About MAPI Features

MAPI has several key features that enable it to provide a consistent way for developers to work with and use different messaging systems in a seamless fashion. These features are:

Because MAPI is an open programming interface, it provides services in a generic way, allowing its users to add any necessary customization now and in the future. The users of the MAPI interface include all levels and types of applications, also called client applications or clients, and service providers, or driver-like components that translate the features of a specific messaging system into features that any MAPI client application can access. Applications with such diverse messaging needs as a word processing application requiring only the ability to send documents and a workgroup application requiring the ability to share and store different types of data can use the MAPI programming interface to fulfill their needs. In fact, any application that has to either exchange or store information in a particular format can benefit from using the MAPI programming interface. Any service provider can use the interface to expose the unique features of its messaging system, selecting those features that provide the most benefit to application users.

MAPI provides separation between the programming interface used by the front-end messaging client applications and the programming interface used by the back-end service providers. Separating the client interface from the service provider interface enables a single application to use multiple messaging systems and a single service provider to be used by multiple applications. Every component works with a common, Microsoft Windows-based user interface. This is a great benefit to users. Users can select from a variety of systems, depending on their needs at any one time, and be able to work consistently with each selected system, thereby providing true independence from specific messaging systems.

For example, one messaging client application can be used to receive messages from a fax, a bulletin board system, a host-based messaging system, and a LAN-based system. Messages from all of these systems can be placed in a single location upon arrival, or universal Inbox. Having a single application handle all of these systems lessens the cost of development, user training, and system administration.

Separating the client interface from the provider interface removes any programming dependencies placed on the application by the messaging system and vice versa. Developers of client applications and service providers code to a standard set of MAPI features, rather than a diverse set of application-specific or messaging system-specific features.

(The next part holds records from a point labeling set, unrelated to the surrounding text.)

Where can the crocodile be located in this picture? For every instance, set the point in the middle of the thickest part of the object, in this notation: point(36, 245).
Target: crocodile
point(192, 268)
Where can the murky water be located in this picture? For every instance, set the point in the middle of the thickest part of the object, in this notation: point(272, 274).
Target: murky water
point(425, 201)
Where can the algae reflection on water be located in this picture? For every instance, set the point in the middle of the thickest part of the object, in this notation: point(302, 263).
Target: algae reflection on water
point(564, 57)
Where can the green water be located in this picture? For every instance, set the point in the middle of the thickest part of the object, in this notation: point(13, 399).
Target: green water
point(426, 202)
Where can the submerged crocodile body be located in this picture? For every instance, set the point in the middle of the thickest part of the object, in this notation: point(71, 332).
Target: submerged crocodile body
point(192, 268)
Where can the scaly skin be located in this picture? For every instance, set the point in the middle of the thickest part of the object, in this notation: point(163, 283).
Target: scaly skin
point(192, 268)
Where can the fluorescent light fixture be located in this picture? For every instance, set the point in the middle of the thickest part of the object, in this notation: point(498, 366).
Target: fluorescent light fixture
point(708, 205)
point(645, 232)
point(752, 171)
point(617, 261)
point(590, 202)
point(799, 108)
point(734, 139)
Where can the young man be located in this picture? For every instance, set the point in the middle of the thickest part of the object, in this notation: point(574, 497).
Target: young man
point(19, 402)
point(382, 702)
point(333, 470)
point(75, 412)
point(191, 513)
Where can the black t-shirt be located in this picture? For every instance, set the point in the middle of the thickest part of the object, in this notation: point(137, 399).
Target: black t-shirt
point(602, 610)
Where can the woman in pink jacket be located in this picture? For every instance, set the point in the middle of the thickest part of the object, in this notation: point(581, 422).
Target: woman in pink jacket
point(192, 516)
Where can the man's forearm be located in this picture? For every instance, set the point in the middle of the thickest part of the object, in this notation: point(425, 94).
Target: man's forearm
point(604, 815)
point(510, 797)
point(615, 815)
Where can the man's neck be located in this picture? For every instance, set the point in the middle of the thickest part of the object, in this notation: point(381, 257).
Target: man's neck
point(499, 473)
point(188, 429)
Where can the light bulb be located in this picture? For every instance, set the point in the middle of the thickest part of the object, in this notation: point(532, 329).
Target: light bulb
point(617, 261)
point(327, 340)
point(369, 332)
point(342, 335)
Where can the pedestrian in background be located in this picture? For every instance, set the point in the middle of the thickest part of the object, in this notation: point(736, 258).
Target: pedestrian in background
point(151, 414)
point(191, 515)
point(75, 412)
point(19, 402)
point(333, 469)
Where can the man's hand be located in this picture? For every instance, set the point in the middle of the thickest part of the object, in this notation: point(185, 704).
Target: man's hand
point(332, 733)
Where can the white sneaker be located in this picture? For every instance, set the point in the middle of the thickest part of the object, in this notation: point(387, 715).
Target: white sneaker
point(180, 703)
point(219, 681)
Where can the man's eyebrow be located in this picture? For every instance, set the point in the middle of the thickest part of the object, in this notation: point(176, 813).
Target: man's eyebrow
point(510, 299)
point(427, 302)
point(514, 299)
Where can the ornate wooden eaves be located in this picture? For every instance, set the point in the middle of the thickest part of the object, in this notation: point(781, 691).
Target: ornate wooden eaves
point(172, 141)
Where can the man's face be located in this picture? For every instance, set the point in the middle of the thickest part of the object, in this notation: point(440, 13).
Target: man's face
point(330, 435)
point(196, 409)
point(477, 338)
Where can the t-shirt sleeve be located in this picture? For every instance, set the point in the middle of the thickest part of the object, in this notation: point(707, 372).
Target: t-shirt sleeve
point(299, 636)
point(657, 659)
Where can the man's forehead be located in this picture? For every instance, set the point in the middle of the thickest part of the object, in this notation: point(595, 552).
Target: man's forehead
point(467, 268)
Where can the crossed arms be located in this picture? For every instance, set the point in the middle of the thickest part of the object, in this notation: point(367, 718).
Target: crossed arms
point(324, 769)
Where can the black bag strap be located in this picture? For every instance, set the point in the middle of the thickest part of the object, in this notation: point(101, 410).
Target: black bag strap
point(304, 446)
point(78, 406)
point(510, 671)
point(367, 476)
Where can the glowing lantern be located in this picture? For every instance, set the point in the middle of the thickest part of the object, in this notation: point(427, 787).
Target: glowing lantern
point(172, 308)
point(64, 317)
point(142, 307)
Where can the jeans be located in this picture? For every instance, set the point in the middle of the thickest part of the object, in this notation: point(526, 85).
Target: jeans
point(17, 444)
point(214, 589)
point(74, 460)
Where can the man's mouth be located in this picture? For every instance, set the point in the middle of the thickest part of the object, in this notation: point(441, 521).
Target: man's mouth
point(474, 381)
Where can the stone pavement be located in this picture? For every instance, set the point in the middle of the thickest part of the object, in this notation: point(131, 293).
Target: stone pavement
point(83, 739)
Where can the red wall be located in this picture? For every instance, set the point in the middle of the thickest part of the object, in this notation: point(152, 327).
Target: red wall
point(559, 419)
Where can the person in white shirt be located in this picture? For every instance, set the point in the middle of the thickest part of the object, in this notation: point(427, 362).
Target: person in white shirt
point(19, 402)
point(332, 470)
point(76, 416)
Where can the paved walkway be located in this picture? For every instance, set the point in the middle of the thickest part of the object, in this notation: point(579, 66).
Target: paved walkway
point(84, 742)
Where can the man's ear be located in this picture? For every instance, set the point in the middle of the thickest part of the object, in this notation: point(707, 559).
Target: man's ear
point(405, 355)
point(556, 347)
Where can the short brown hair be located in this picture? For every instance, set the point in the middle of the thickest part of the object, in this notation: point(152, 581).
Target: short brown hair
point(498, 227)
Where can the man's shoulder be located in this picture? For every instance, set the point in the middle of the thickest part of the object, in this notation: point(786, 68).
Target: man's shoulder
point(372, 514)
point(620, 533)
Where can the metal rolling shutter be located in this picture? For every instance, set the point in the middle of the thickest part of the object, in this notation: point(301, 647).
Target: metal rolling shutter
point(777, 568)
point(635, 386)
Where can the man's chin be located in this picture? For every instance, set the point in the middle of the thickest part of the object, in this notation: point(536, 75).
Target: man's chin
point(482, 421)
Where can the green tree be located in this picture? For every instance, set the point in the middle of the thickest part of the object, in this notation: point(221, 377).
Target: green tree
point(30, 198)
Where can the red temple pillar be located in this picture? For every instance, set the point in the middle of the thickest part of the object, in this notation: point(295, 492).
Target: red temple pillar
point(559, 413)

Developers focus only on their component, whether it be a client or service provider, and MAPI handles the rest, thereby reducing development time and costs.

The MAPI programming interface provides a comprehensive set of features. MAPI is aimed at the powerful, new market of workgroup applications — applications that communicate with such different messaging systems as fax, DEC All-In-1, voice mail, and public communications services such as AT&T Easylink Services, CompuServe, and MCI MAIL. The MAPI interface allows service providers to be made available for all of these systems.

Because workgroup applications demand more of their messaging systems, MAPI offers much more than basic messaging in the programming interface and supports more than local area network (LAN)–based messaging systems. Applications can, for example, format text for a single message with a variety of fonts and present to their users a customized view of messages that have been filtered, sorted, or preprocessed.

MAPI is built into the Microsoft Windows family of operating systems; it is a component of the Microsoft® Windows® 95 operating system and Microsoft® Windows NT® operating system. Because MAPI is an integrated part of the operating system, developers of 16-bit and 32-bit Windows-based applications can have access to a consistent interface. This approach is similar to the approach used by the Windows printing system. Just as a word-processing program can print to many different printers through the Windows printing system as long as the necessary drivers are installed, so can any MAPI-compliant application communicate with any messaging system as long as the appropriate service providers are installed.

The programming interface and subsystem contained in the DLL are based on the object oriented concepts introduced with another integrated part of the Windows operating systems, OLE. MAPI-compliant objects conform to the OLE methodology known as the Component Object Model (COM). COM objects implement a set of methods that belong to one or more interfaces, or collections of related functions that define how objects behave and operate within the COM world. Users of COM objects access them only through pointers to these interfaces.

In addition to the DLL and programming interface, several other components are included with the operating system as part of MAPI. There are standard messaging client applications that demonstrate different levels of messaging support. There are sample address book, message store, and transport providers written in both C and C++. You can use these components either for testing your own client or service provider or as a learning tool.

MAPI provides cross platform support through such industry standards as SMTP, X.400, and Common Messaging Calls (CMC). MAPI applications can be run on all 16-bit Windows 3.x platforms and both 16-bit and 32-bit platforms on Windows 95 and Windows NT. MAPI is the messaging component of an open architecture standard known as the Microsoft Windows Open Services Architecture (WOSA). WOSA standards exist or are being developed in the areas of database, directory, security, and messaging technology among others. WOSA programming interfaces allow developers to create front- and back-end components with the confidence that these products can be easily connected in a distributed computing environment.